« La correction rend Kraft Heinz attrayant »


Édition du 28 Juillet 2018

« La correction rend Kraft Heinz attrayant »


Édition du 28 Juillet 2018

Par Stéphane Rolland

Daniel ­Chartier est gestionnaire de portefeuille de l’Équipe ­Chartier, de ­Valeurs mobilières ­Desjardins, à ­Montréal, qui gère un actif d’environ 300 M$. Comptable de formation, il œuvre dans le secteur depuis 1987.

Stéphane Rolland - Les inquiétudes qui circulent sur la pérennité du marché haussier vous ont-elles incité à ajuster vos placements ?

Daniel Chartier - Nous ne voulons pas que nos clients ne réagissent qu'aux manchettes des journaux. Ce n'est pas le moment de prendre de grandes décisions radicales, du genre : « Je vends toutes mes actions ». Par contre, nous sommes sensibles au désir de certains clients. Si le client est inquiet, nous allons l'accompagner et lui faire prendre quelque profit. Réduire de 10 % sa pondération en actions est raisonnable. On ne le fera jamais dans un grand basculement. Pour nos clients qui sont à l'aise avec le contexte boursier actuel, nous n'avons pas bougé significativement.

S.R. - Vous êtes donc optimiste, mais vous vous ajustez à vos clients.

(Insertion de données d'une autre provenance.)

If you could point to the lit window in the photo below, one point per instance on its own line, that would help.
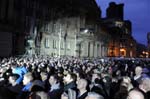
(62, 45)
(68, 45)
(54, 44)
(47, 43)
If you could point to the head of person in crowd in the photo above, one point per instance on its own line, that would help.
(82, 85)
(54, 82)
(135, 94)
(93, 95)
(12, 79)
(126, 81)
(69, 77)
(53, 79)
(95, 76)
(28, 77)
(145, 85)
(122, 93)
(138, 70)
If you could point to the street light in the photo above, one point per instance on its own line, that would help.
(83, 32)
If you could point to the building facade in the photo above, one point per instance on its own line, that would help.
(53, 27)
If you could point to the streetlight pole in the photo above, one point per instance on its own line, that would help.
(59, 40)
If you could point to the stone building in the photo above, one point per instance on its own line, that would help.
(53, 27)
(122, 43)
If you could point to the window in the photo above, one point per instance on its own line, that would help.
(54, 44)
(47, 43)
(68, 45)
(62, 45)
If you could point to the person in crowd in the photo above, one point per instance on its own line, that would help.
(144, 87)
(14, 87)
(44, 77)
(138, 76)
(70, 87)
(135, 94)
(55, 89)
(122, 93)
(126, 81)
(20, 70)
(27, 82)
(82, 87)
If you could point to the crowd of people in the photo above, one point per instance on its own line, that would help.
(74, 78)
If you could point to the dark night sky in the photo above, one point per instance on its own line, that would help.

D.C. - Je dirais plutôt que je suis neutre. Il y a des risques importants, mais il faut également souligner les points positifs avant de réagir. Le marché est presque au plein emploi en Amérique du Nord et il s'améliore en Europe. La croissance économique est régulière et l'inflation demeure contenue. Ça contraste avec les épisodes de fortes croissances et de reculs des dernières décennies. Les résultats des sociétés sont bons et les bilans sont généralement sains, bien que certaines entreprises aient profité des faibles taux pour s'endetter davantage. Les multiples ne sont pas en territoire d'aubaine, mais ce n'est pas la grande spéculation non plus.

S.R. - Quels sont les risques que vous cernez ?

D.C. - La longue durée du marché haussier est en elle-même un risque. En soi, ce n'est pas nécessairement un présage de la fin du cycle, mais ça incite à une certaine prudence. Le protectionnisme ambiant est également une source d'inquiétudes. Les taux d'intérêt, pour leur part, sont à surveiller. Pour l'instant, les banques centrales normalisent lentement leurs taux, mais une hausse plus rapide des taux ou de l'inflation représenterait un risque. Il faut rester prudent devant les embellies en Bourse. Je pense au secteur technologique et au créneau du cannabis.

S.R. - Vous avez une approche défensive et aimez les titres à dividendes. Comment vous adaptez-vous au contexte de hausse des taux d'intérêt ?

D.C. - Nous essayons de trouver des titres à dividendes axés sur l'activité économique afin de ne pas avoir trop de titres sensibles aux taux d'intérêt. Par exemple, WSP Global (WSP) ou TFI International (TFII) font partie de nos choix récents.

S.R. - Quelle société est sur votre écran radar ?

D.C. - Le titre de Kraft Heinz (KHC) est sous pression en raison de la stagnation de ses ventes. Les goûts des consommateurs changent et les nouvelles mères sont moins enthousiastes à l'idée d'acheter leurs produits que nos mères l'étaient. Le marché n'aime pas ça. Pour l'instant, la rentabilité vient de la gestion des coûts et des synergies, et non pas d'un engouement pour les produits. Il serait surprenant que la société reste les bras croisés devant les changements de goûts des consommateurs. Après la correction du titre, le prix de l'action et le dividende de 3,9 % rendent le risque plus faible. Sinon, la direction est crédible et la société a un bon bilan financier.